Will be held Monday 11 October at 6:00 PM CET the lesson of Miriam Paeslack “Between Transparency and Fiction: Photographs of U.S. Infrastructural Construction and Recovery.”.
The lesson will be held on the Zoom platform, registration is required to participate. Here is the link to register for the event
Between Transparency and Fiction: Photographs of U.S. Infrastructural Construction and Recovery.
North American landscapes, shaped equally by government infrastructure stimulus policies and by their interpretions in various photographic perspectives, present an ambiguous cultural geography.
Urban, ex-urban, rural and other sites oscillate between grandeur and modesty as they are created, repaired and imaged. For example, projects under the American Recovery and Reinvestment Act of 2009, were located in almost every community in the country, from remote and rural stretches of the American West to dense urban centers. Its ambitions were vast and its photographic documentations nuanced.
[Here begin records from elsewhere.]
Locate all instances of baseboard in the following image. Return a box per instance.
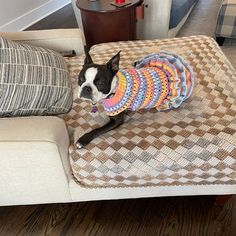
[0,0,70,32]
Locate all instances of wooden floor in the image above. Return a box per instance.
[0,196,235,236]
[1,2,234,236]
[26,4,78,31]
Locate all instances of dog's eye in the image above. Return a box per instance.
[78,76,85,83]
[94,80,104,86]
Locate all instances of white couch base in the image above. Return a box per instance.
[69,180,236,202]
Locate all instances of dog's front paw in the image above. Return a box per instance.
[76,141,84,149]
[76,133,93,149]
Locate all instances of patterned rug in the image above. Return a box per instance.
[62,35,236,188]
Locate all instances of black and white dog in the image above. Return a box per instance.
[76,50,124,149]
[76,49,194,148]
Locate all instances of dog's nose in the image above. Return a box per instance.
[83,86,92,93]
[81,86,92,99]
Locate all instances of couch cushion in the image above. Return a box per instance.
[0,37,72,117]
[63,36,236,189]
[170,0,198,29]
[0,116,71,205]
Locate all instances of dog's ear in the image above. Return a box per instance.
[107,51,121,75]
[84,46,93,65]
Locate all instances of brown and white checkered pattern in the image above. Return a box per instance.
[62,36,236,188]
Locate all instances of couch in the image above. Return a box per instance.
[1,29,236,206]
[215,0,236,45]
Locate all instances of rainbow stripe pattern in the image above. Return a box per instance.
[101,51,195,116]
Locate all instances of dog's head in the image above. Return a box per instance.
[77,49,120,103]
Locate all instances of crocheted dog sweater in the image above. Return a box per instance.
[101,51,195,116]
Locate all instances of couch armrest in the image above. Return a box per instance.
[137,0,172,39]
[0,116,72,206]
[0,29,85,55]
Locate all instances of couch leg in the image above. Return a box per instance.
[214,195,232,206]
[216,37,225,46]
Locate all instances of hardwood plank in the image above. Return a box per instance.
[0,197,234,236]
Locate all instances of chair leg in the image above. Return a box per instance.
[216,37,225,46]
[214,195,232,206]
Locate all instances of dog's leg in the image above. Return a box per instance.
[76,112,125,149]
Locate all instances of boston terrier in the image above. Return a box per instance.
[76,50,124,149]
[76,49,194,149]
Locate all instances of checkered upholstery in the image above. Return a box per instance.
[61,36,236,188]
[215,0,236,38]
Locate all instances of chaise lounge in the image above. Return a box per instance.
[0,29,236,206]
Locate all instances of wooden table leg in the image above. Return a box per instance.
[216,37,225,46]
[214,195,232,206]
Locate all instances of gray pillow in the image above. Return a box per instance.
[0,37,72,117]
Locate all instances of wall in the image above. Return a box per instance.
[0,0,70,31]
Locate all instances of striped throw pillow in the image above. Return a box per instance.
[0,37,72,117]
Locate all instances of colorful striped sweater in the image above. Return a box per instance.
[100,51,195,116]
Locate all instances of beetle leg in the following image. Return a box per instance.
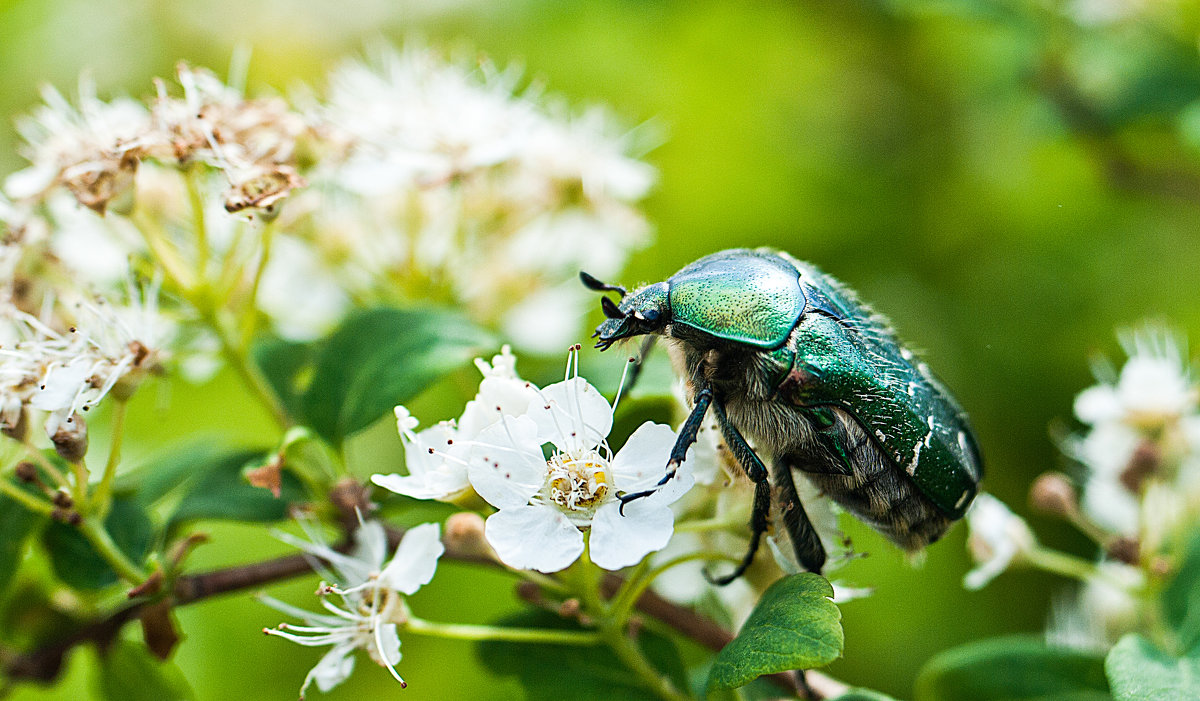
[706,477,771,585]
[617,387,713,513]
[773,459,828,573]
[703,397,772,584]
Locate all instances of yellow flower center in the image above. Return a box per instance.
[545,450,611,511]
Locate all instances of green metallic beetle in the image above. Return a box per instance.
[581,248,983,581]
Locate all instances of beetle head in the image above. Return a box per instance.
[580,272,670,351]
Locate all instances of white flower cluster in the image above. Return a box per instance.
[263,520,443,698]
[963,325,1200,650]
[0,280,169,456]
[3,46,653,353]
[372,345,694,573]
[281,45,655,349]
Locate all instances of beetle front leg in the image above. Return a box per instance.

Yet as seen in photographic art it inspired, and particularly upon the backdrop of president
Biden’s recent bold infrastructural stimulus bill (which echoes the ambition of FDR’s New Deal),
Obama’s plan for recovery, often determined by acts of maintenance rather than renewal, appears prosaic and unphotogenic as compared to programs that preceded and followed it.
This talk focuses on photographic projects that take as their subject America’s geographies of urban and ex-urban public works and private development in crucial moments of their evolution. These include WPA/FSA work on the rebuilding efforts during the Great Depression; the critical artistic documentation of urban blight and suburban expansion of the 1960s and 70s; and a recent photographic body trained on measures to restore infrastructure and jobs in the aftermath of the 2008/9 economic
recession. How can we understand and interpret infrastructural history today through these images – and vice versa – when reading photographs that emerge under unique historical conditions, (photo) technological advances and changing aesthetic sensibilities? How does the representation of “recovery” or “maintenance” make transparent, embellish, diminish, or fictionalize perceptions of infrastructure as a common good today?